He will surely get the flip-flop badge of the week.
Historically, every time the strategic oil reserves have been tapped, gasoline prices have dropped soon thereafter. Voters want lower gasoline prices, so it would seem to be an easy, cheap palliative gesture, with the added virtues that House Speaker Nancy Pelosi has been calling for such a move, and President Bush is against it. Points are scored all around.
But releasing strategic oil is not an energy strategy, only a symbolic gesture. Gasoline prices are falling anyway. A little more relief would be welcome, but the oil-reserves effect would be a blip, and do nothing for the strategic problem. The same can be said for “drilling on the beaches.”

The compromise energy proposal released by the "Gang of 10" senators just before the summer recess would allow drilling off Virginia and other areas of the southeast (with states' permission), and provide substantial funding for alternative energy and conservation. Obama favors this proposal.

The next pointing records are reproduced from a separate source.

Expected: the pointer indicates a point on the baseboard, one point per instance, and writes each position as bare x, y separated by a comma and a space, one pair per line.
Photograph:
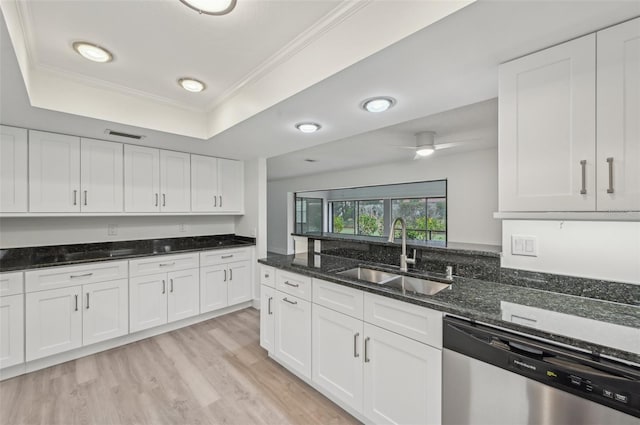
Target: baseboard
38, 364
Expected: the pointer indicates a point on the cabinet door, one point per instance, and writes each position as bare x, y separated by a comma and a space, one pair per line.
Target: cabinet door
175, 181
267, 318
11, 330
141, 179
101, 176
547, 129
54, 172
231, 185
105, 310
204, 183
147, 301
293, 333
337, 355
213, 288
184, 294
13, 169
619, 117
239, 283
53, 322
402, 379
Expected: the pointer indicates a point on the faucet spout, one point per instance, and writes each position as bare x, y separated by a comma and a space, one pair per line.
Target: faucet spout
403, 256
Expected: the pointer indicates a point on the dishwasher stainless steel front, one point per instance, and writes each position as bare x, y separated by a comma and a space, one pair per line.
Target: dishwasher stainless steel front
493, 377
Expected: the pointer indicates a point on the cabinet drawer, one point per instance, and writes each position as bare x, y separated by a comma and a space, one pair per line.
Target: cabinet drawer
223, 256
60, 277
340, 298
11, 284
419, 323
267, 276
293, 284
164, 263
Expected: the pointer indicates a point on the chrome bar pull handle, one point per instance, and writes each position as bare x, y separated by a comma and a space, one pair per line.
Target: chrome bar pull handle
583, 166
366, 350
610, 162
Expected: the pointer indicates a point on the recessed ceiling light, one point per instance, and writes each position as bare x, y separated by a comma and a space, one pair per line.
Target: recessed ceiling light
191, 84
378, 104
92, 52
308, 127
211, 7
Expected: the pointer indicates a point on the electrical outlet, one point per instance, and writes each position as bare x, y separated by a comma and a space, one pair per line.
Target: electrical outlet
524, 245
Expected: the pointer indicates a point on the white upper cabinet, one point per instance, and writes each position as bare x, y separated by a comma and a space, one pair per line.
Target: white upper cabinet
547, 129
618, 117
217, 185
204, 183
101, 176
13, 169
54, 172
175, 181
141, 179
231, 185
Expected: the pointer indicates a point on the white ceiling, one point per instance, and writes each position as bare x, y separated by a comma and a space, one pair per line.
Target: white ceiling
447, 65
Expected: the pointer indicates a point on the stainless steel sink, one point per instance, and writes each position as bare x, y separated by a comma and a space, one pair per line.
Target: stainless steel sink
405, 284
369, 275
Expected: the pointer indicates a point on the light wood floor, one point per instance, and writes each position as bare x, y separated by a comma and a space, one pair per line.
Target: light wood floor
213, 372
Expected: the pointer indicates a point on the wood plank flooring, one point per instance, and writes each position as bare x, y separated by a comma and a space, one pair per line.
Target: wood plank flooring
214, 372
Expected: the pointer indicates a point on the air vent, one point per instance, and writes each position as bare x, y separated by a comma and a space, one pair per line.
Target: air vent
121, 134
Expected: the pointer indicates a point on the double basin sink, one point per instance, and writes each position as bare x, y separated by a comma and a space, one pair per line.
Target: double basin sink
405, 284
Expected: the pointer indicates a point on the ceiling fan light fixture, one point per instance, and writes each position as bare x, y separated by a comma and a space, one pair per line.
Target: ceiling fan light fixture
191, 84
424, 150
92, 52
308, 127
378, 104
211, 7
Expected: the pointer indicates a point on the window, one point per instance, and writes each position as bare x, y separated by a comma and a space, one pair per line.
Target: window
426, 218
308, 215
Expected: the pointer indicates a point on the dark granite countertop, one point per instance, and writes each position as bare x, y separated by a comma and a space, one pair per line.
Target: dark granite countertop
61, 255
483, 301
451, 247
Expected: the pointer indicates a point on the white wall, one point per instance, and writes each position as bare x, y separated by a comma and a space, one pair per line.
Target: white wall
21, 232
592, 249
472, 192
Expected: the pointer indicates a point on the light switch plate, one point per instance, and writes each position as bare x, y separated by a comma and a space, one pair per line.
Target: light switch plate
524, 245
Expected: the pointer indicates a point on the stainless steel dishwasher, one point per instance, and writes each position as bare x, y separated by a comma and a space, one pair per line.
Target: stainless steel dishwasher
491, 376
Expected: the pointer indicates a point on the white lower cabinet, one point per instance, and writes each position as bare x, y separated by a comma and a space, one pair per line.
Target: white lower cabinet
293, 333
223, 285
337, 355
53, 321
105, 313
402, 379
267, 318
11, 330
160, 298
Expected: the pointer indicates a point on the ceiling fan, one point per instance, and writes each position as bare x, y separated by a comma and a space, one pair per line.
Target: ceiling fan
425, 144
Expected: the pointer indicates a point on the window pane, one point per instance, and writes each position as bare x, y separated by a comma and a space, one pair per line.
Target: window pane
343, 218
371, 217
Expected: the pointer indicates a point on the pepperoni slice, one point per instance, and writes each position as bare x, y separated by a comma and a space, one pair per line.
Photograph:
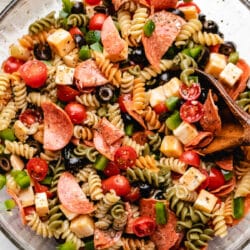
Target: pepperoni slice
58, 128
71, 195
87, 74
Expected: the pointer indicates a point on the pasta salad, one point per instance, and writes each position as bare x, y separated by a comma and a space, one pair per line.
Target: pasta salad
110, 137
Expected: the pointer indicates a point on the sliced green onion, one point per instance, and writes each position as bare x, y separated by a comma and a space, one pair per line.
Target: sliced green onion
84, 52
174, 120
7, 134
2, 181
161, 214
238, 207
172, 103
101, 162
9, 204
149, 28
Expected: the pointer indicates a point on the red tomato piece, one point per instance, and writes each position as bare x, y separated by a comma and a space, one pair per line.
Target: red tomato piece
160, 108
96, 21
66, 93
37, 168
190, 158
144, 226
123, 98
125, 157
34, 73
111, 169
12, 64
30, 116
191, 111
118, 183
216, 179
76, 112
190, 93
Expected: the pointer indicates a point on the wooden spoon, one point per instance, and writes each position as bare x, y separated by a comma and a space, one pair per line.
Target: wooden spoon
234, 133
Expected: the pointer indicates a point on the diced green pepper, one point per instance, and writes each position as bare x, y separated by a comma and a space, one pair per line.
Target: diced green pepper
96, 47
93, 36
2, 181
129, 129
84, 52
101, 162
174, 120
161, 214
149, 28
238, 207
7, 134
233, 57
9, 204
171, 103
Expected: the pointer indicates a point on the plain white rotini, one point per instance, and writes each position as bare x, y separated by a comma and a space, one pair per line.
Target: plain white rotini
208, 39
7, 114
21, 149
114, 116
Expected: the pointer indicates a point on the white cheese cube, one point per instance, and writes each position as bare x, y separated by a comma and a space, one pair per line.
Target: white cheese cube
67, 213
185, 132
230, 74
82, 226
171, 146
156, 96
27, 197
192, 178
171, 88
64, 75
61, 42
205, 201
216, 63
41, 204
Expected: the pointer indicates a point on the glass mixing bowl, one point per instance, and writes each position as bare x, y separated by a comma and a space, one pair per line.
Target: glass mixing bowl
233, 19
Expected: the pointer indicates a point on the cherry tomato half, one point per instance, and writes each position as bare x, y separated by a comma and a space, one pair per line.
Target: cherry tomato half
111, 169
125, 157
123, 98
190, 158
160, 108
30, 116
191, 111
34, 73
66, 93
12, 64
37, 168
96, 21
144, 226
190, 93
118, 183
216, 179
76, 112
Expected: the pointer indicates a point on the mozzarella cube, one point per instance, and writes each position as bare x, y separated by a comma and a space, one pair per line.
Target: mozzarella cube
192, 178
27, 197
61, 42
171, 88
216, 63
156, 96
64, 75
171, 146
82, 226
190, 12
185, 132
230, 74
41, 204
205, 201
67, 213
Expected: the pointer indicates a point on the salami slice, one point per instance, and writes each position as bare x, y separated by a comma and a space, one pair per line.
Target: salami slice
58, 128
167, 27
71, 195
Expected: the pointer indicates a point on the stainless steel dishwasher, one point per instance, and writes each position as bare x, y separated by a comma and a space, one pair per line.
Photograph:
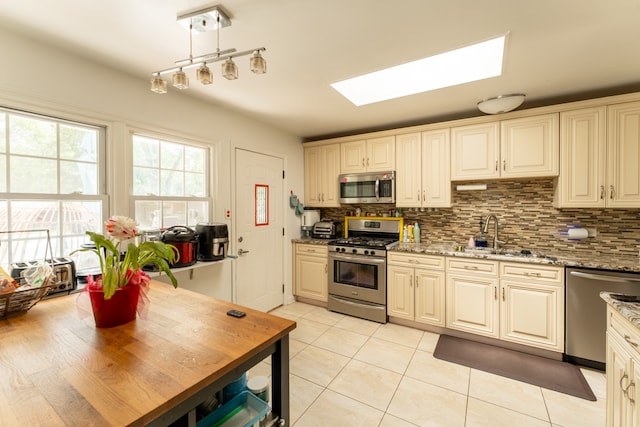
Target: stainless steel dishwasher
586, 312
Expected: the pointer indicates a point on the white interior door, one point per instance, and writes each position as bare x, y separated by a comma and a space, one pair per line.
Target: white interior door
259, 238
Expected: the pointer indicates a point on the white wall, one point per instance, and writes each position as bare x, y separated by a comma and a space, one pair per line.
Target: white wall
39, 78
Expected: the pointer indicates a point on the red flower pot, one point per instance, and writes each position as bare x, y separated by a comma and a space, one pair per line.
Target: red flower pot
117, 310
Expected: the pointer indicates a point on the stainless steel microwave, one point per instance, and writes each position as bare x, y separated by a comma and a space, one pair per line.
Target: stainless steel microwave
373, 187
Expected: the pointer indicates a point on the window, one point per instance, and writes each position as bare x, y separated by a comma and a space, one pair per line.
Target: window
51, 178
169, 183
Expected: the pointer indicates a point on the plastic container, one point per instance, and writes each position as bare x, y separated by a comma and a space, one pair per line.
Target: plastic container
244, 410
260, 387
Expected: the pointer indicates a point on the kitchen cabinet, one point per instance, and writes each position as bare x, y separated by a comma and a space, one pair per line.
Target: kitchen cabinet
371, 155
623, 371
423, 169
310, 275
516, 302
321, 171
416, 287
524, 147
600, 169
581, 182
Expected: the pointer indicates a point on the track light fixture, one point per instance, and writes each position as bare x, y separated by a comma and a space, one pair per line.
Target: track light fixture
212, 18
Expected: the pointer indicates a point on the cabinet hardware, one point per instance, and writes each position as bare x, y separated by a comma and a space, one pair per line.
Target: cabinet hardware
627, 338
623, 388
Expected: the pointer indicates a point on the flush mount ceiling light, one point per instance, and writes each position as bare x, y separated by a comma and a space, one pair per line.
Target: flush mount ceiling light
210, 19
475, 62
501, 104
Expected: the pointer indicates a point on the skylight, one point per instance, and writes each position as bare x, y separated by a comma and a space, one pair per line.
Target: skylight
475, 62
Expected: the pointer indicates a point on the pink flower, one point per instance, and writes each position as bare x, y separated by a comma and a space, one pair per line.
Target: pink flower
121, 227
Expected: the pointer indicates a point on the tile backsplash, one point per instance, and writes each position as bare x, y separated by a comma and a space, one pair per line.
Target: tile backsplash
527, 219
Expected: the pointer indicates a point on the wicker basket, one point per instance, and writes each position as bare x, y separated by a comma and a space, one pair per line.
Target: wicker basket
18, 302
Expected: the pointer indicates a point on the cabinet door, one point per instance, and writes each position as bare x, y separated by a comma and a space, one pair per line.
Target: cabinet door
475, 152
353, 157
532, 314
530, 146
472, 304
400, 299
311, 277
623, 159
430, 297
409, 170
581, 182
436, 169
330, 193
381, 154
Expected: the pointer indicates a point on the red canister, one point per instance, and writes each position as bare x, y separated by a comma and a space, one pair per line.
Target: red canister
185, 240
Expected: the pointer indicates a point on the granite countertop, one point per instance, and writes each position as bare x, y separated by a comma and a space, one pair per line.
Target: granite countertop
630, 310
615, 262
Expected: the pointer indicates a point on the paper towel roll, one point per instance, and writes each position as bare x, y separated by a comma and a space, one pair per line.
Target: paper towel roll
578, 233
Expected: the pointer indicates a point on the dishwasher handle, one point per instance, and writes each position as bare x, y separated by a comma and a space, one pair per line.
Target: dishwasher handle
604, 277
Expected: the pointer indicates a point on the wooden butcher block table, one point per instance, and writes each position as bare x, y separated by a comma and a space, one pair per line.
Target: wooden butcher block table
59, 369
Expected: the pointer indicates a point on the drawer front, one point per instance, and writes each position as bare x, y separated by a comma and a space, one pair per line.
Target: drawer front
626, 332
311, 249
538, 272
414, 260
472, 266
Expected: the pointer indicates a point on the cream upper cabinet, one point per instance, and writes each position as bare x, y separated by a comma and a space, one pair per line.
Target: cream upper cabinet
371, 155
475, 151
582, 159
623, 156
321, 171
416, 287
310, 271
423, 169
515, 148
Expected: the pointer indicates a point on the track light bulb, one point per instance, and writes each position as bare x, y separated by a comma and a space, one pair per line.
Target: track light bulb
204, 74
229, 70
180, 80
257, 63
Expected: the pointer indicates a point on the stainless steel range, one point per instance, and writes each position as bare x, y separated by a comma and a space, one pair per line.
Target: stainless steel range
358, 268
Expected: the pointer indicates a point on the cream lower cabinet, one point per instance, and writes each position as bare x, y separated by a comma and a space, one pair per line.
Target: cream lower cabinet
416, 287
623, 371
310, 275
516, 302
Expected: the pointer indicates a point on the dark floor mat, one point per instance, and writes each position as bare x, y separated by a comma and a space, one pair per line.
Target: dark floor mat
550, 374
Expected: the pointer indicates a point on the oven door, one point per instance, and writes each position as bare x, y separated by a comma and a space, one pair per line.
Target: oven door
358, 277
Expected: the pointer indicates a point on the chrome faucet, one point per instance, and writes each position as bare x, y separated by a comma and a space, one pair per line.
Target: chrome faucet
495, 230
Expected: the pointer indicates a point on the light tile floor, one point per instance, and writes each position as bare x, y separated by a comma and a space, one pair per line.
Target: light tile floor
351, 372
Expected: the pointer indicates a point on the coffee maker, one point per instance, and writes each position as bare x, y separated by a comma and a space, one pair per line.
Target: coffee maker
309, 218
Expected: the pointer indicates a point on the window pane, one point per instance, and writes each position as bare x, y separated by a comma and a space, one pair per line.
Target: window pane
172, 156
198, 212
78, 177
174, 213
145, 181
3, 173
32, 136
194, 184
33, 175
145, 152
194, 159
171, 183
78, 144
148, 213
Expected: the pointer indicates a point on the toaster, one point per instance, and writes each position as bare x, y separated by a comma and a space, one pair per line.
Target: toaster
327, 229
63, 268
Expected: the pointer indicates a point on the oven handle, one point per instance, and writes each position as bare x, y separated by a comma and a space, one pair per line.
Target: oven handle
361, 260
604, 278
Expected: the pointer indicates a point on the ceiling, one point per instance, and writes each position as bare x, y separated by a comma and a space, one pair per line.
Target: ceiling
556, 50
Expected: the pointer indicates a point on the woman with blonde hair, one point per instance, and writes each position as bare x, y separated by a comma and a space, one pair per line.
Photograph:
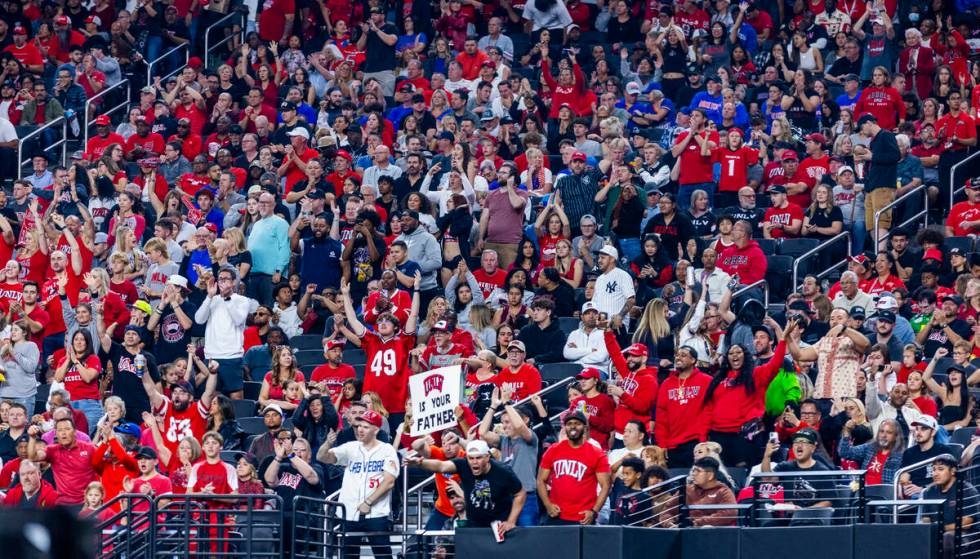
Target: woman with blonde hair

I think he is up to poll-driven pandering. I hate to see him do it. If he really was determined that America “break its addiction to oil,” as he says on his web site, he would be content to leave the price of gasoline high and instead, emphasize a rehabilitation plan. But American voters are not strategic. They are “all me, right now.”
The good news is that Obama is getting some political experience. My greatest doubt about him is whether he actually realizes that not everyone is rational. In fact, most people are not. It is futile, actually counterproductive, possibly dangerous, to confront irrationality with reason. Most people react on the basis of emotion, habit, tradition, and superstition. Obama’s recent policy shift is a sign that if he did not know that before, he is learning it now.
I have the same doubts about him in the foreign policy arena, when he sometimes talks as if he thinks he can sit down and work out international differences over a cup of coffee. Does he really not understand that there are people who cannot be spoken to? I worry that he suffers from the delusion that most people will respect evidence and reason. That would make for a disastrous presidency.
Obama’s campaign may be stalled. He still trails the Democratic Party in the polls by double digits, which means he is not really seen as the leader of the Democratic party. And the reason, I think, is that voters keep him at emotional arm’s length. Sure, he is likeable and smart, that is obvious. But only when he responds to popular concerns with political gestures that directly acknowledge and meet those concerns, voters can believe, “he gets it.”

Obama needs to do more of that. He needs to show that he is not a Promethean god who would bestow wisdom, but a normal man who sometimes acts from fear, pride, pain, anxiety, and other irrational motives, “like me.”
Look how far irrational reactivity got George W. Bush. Irrationality often leads to heartbreak, of course, but Obama needs to let just a little of it leak out in a controlled way. His recent shifts in energy policy, superficial though they are, may be just the prescription.